Investors have long debated the merits of gold versus equities when it comes to diversifying their portfolios. In 2025, this discussion has gained renewed relevance as gold prices surged by over 30% since the previous year, hitting an all-time high of ₹1 lakh per 10 grams on April 22. This precious metal has historically been viewed as a safe haven during economic uncertainty, attracting investors seeking to shield themselves from market volatility.
Gold’s performance has been remarkable, boasting a solid 15% compound annual growth rate (CAGR) since 2001. Moreover, it has consistently outpaced inflation by 2% to 4% since 1995. According to Manoj Kumar Arora, Managing Director at Almondz Global, gold’s upward trajectory is expected to persist. Factors such as central banks increasing their gold reserves amidst geopolitical tensions, escalating inflation, and trade uncertainties are likely to support the metal’s value.

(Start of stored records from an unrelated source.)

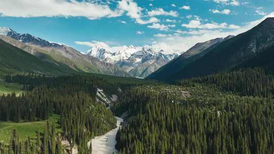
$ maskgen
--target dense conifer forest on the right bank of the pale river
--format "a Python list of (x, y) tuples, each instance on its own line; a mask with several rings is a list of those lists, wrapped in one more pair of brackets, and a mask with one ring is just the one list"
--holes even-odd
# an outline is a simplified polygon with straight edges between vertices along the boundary
[(274, 151), (272, 98), (242, 97), (199, 84), (173, 88), (189, 95), (158, 88), (132, 89), (121, 101), (130, 113), (117, 134), (121, 153)]

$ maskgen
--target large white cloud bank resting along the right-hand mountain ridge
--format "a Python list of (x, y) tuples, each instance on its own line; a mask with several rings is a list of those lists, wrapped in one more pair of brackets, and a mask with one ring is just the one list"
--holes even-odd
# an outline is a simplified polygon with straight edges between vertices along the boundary
[(209, 41), (217, 37), (226, 37), (228, 35), (237, 35), (239, 33), (243, 33), (258, 25), (268, 17), (274, 17), (274, 12), (264, 16), (259, 20), (245, 23), (241, 27), (236, 25), (229, 25), (230, 29), (194, 29), (190, 31), (177, 30), (177, 33), (180, 33), (180, 35), (157, 37), (158, 40), (155, 40), (152, 46), (154, 48), (159, 47), (166, 49), (166, 52), (169, 53), (185, 52), (199, 42)]

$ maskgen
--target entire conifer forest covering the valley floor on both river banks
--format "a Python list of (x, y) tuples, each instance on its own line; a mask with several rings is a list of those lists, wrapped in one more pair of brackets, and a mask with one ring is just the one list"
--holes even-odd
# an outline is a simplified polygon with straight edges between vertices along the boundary
[[(35, 138), (16, 130), (2, 153), (90, 153), (87, 142), (116, 127), (114, 114), (127, 112), (118, 131), (120, 153), (273, 153), (274, 103), (271, 73), (235, 69), (186, 79), (176, 85), (108, 81), (99, 76), (7, 75), (25, 93), (0, 97), (0, 121), (35, 122), (60, 115)], [(110, 109), (96, 101), (97, 88), (116, 94)], [(122, 92), (121, 92), (122, 91)], [(65, 149), (66, 140), (70, 149)]]

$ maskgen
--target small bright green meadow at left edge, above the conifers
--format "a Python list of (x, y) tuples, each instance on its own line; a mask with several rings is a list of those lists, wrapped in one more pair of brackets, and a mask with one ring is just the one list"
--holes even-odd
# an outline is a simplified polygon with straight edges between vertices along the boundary
[(23, 92), (21, 90), (22, 88), (23, 86), (19, 84), (15, 84), (15, 83), (9, 84), (9, 83), (0, 81), (0, 95), (9, 94), (13, 92), (19, 95), (20, 93)]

Despite the allure of gold, financial experts caution against overcommitting to this asset class. Maintaining a diversified portfolio remains a prudent strategy. Yogesh Kansal, Co-founder and Chief Business Officer at Appreciate, recommends a balanced allocation strategy. He suggests apportioning 5–15% of one’s portfolio to gold, a similar percentage to short-term bonds, and the remainder to Indian and global equities.
In 2025, equity markets have faced challenges, particularly due to escalating trade disputes between the U.S. and China and persistent inflationary pressures. For investors interested in gold but not keen on physical ownership, Kansal proposes options like Nippon India ETF Gold BeES and SBI Gold ETF. Additionally, cost-effective gold exposure can be obtained through ETFs offered by Kotak and ICICI Prudential, boasting low expense ratios of 0.55% and 0.5%, respectively.

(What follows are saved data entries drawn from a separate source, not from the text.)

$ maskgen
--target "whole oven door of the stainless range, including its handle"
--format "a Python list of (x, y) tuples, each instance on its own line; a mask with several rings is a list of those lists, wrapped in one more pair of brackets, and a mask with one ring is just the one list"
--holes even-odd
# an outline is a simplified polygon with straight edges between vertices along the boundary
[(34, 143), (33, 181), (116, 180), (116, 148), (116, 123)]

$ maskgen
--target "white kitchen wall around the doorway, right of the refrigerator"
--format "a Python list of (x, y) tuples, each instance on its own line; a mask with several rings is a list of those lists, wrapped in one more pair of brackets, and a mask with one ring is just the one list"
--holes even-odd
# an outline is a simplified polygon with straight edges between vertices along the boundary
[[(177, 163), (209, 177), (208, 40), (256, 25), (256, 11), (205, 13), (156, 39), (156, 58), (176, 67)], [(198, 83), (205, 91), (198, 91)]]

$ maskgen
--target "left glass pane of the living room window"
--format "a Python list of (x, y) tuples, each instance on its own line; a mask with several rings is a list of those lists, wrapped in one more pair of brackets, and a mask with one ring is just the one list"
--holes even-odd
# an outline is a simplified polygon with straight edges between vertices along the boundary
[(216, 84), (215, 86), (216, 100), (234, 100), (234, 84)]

When it comes to equity investments, Kansal advises diversifying beyond Indian and U.S. markets. He suggests exploring opportunities in robust European companies such as ASML, a prominent chipmaker, Novo Nordisk, a pharmaceutical giant, and leading defense firms. This broader geographic diversification can help mitigate risks associated with regional market fluctuations.

It is essential for investors to remember that the insights shared in this article are for educational purposes only. The opinions expressed belong to individual analysts or brokerage firms and do not represent the views of Mint. Prior to making any investment decisions, it is advisable to consult a certified financial advisor to tailor strategies that align with personal financial goals and risk tolerance levels.